So, it seems that Gordon Brown et al are suddenly concerned that our old people (i.e. almost all of us in a few years time) are not being well enough looked after, and that the cost of care is disadvantaging all. Well, I can't argue with that, having worked in nursing and care of the elderly back in the nineties, all I can say is that if things have got worse since that time then we are in a truly sorry State.
The thing that worries me is that throwing money, insurance schemes, and other reviews is not really addressing the issue.

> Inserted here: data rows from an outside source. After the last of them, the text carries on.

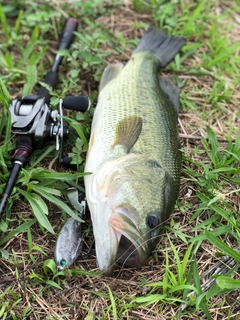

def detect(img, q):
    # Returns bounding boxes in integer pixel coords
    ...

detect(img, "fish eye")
[60,259,67,267]
[147,213,159,229]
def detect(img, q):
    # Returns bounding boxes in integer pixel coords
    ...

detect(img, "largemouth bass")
[84,27,185,275]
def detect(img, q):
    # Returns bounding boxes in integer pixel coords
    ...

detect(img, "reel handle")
[37,70,58,104]
[0,138,32,218]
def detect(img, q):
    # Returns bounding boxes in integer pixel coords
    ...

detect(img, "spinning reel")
[9,95,90,165]
[0,18,90,218]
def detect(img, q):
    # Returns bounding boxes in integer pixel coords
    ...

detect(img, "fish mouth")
[98,210,148,276]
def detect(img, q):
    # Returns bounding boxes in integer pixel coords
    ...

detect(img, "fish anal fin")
[99,63,123,91]
[159,76,180,115]
[113,116,143,152]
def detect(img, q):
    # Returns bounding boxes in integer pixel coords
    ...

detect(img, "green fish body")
[84,28,185,275]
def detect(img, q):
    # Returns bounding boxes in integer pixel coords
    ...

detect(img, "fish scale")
[84,28,185,275]
[87,53,181,191]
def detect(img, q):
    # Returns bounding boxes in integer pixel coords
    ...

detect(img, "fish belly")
[85,52,181,192]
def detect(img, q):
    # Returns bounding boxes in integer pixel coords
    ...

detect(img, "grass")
[0,0,240,320]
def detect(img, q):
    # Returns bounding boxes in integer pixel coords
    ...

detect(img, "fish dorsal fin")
[99,63,123,91]
[113,116,143,153]
[159,76,180,115]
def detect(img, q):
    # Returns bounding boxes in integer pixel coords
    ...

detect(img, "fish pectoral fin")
[113,116,143,153]
[99,63,123,91]
[159,76,180,115]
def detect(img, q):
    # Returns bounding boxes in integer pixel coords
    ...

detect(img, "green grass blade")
[0,4,10,40]
[0,218,37,246]
[0,78,12,109]
[18,188,55,234]
[204,230,240,262]
[216,276,240,290]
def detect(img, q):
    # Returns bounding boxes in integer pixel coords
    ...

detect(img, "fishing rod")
[0,17,90,218]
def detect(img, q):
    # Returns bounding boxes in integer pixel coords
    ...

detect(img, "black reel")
[9,95,91,163]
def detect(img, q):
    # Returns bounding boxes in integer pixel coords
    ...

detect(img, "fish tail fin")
[133,27,186,67]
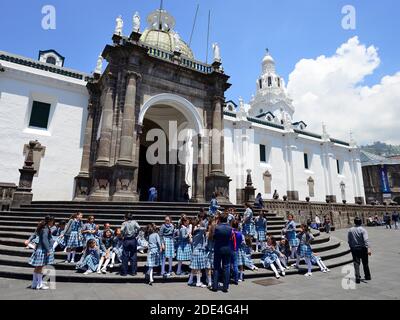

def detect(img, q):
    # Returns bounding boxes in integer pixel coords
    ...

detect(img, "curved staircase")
[0,201,352,283]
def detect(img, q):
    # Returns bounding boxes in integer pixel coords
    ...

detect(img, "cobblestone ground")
[0,228,400,300]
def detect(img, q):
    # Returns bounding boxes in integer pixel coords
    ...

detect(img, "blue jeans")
[212,249,232,290]
[121,238,137,276]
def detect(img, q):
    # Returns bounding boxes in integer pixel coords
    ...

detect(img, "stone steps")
[0,201,351,283]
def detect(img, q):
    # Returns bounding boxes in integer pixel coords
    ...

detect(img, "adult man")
[392,212,400,230]
[120,213,140,277]
[347,217,371,283]
[212,213,232,292]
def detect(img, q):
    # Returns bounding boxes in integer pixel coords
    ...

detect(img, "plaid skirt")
[190,249,207,270]
[76,254,99,272]
[29,249,54,267]
[256,230,267,241]
[66,231,82,248]
[236,249,246,266]
[162,238,175,258]
[262,253,278,268]
[297,244,312,258]
[176,242,192,261]
[146,251,161,268]
[242,223,256,237]
[206,250,214,270]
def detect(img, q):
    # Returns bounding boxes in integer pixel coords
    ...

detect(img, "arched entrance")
[138,94,203,202]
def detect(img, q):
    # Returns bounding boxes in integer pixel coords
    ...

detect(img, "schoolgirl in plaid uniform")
[311,253,331,273]
[261,237,285,279]
[64,213,82,263]
[160,216,175,277]
[283,214,299,259]
[277,236,291,269]
[254,211,267,252]
[296,224,314,277]
[29,216,54,290]
[146,225,162,285]
[76,239,104,275]
[82,216,99,246]
[110,229,124,269]
[188,218,207,288]
[242,203,255,237]
[51,220,66,251]
[97,230,114,274]
[176,218,192,275]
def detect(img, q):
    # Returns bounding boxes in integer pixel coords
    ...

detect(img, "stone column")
[11,141,38,208]
[206,96,231,204]
[89,72,116,201]
[112,71,141,202]
[74,98,94,201]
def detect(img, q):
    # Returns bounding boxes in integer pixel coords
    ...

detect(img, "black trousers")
[351,248,371,280]
[121,238,137,275]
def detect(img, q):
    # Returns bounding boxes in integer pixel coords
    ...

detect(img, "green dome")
[140,10,194,59]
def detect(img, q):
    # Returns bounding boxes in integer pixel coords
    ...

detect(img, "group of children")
[25,205,329,289]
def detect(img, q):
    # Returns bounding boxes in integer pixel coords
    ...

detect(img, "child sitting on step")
[261,237,285,279]
[97,230,114,274]
[110,229,124,269]
[311,252,331,273]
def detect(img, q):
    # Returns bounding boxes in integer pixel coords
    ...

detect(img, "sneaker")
[36,284,50,290]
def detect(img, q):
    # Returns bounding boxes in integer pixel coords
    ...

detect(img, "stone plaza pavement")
[0,227,400,300]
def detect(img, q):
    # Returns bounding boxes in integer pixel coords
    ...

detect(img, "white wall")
[0,62,88,200]
[224,116,364,203]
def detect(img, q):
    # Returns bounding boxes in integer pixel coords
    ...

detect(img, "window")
[260,144,267,162]
[46,57,57,65]
[29,101,51,129]
[336,159,342,174]
[304,153,310,170]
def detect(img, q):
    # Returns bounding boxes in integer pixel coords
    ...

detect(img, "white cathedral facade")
[0,8,364,203]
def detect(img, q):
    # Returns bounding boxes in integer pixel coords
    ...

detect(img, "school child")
[110,229,123,269]
[261,237,285,279]
[296,224,314,277]
[311,252,331,273]
[63,212,82,263]
[76,239,103,275]
[176,218,192,276]
[24,231,39,250]
[206,219,217,288]
[51,220,67,251]
[188,218,207,288]
[82,216,99,246]
[242,203,255,236]
[160,216,175,278]
[137,230,149,254]
[231,220,244,284]
[29,216,54,290]
[97,230,114,274]
[146,224,162,285]
[254,211,267,252]
[277,236,291,269]
[283,213,299,259]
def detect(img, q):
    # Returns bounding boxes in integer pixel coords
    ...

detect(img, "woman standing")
[29,216,54,290]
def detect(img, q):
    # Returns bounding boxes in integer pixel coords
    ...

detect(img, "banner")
[379,166,391,193]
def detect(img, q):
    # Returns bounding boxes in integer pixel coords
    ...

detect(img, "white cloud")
[288,37,400,144]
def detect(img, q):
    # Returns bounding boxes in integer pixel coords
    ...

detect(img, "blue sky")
[0,0,400,110]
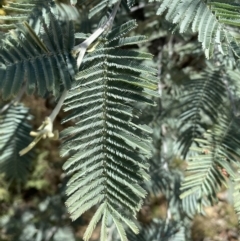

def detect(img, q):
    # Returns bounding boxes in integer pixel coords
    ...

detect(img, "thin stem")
[49,90,68,122]
[73,0,121,68]
[0,84,27,114]
[49,0,121,122]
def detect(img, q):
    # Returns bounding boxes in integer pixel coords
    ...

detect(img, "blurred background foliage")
[0,0,240,241]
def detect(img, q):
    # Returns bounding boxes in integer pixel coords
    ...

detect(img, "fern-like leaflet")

The way have chosen to live our lives, atomized, families scattered, children too busy to see isolated parents regularly, neighbours too scared, suspicious or ignorant of one another to watch out for the vulnerable ones, and a general abdication of responsibility to the "powers that be" (i.e. social and health services), means that care has been reduced to a mechanistic process rather than one of genuine compassion and engagement by the wider community.
In fact I would go so far as to say that no government can ever resolve this. While a bill goes through Parliament that allows for IVF with no father being named, and as we increasingly rely on self-definition of "family" and "community" – it is no wonder that our care services are in a sorry state. Because at the end of the day it will be down to us, not Labour, the Tories or anyone else coming along making manifesto promises.
We will all (should we live that long) grow old, become frail and need care. Will we leave it till it's too late to wake up and realize that we need to start looking out for one another and not abdicating that responsibility to the State? I am much heartened by new models of church community that are exploring how to care for one another, especially the most vulnerable. But these examples are still the exception, not the norm, and even if every church in the land rose to the challenge that would still run the risk of the wider community abdicating its responsibility to the churches instead of the State, thus creating a new form of institutionalism.
If how we care for the vulnerable is a mark of how civilised we are then I guess we are living in a barbarian society – the old, the young, the dying and the unborn – none are universally well cared for in modern Britain, and more and more legislation to remove protections and allow the killing of those whose lives are deemed "not worth living" are threatening to appear on our statute books.
The only way that changes is going to happen is with each one of us choosing for it be otherwise – and not to rely on someone else to care for our family, our friends and our neighbours. Instead we should look to do it ourselves, together as a community.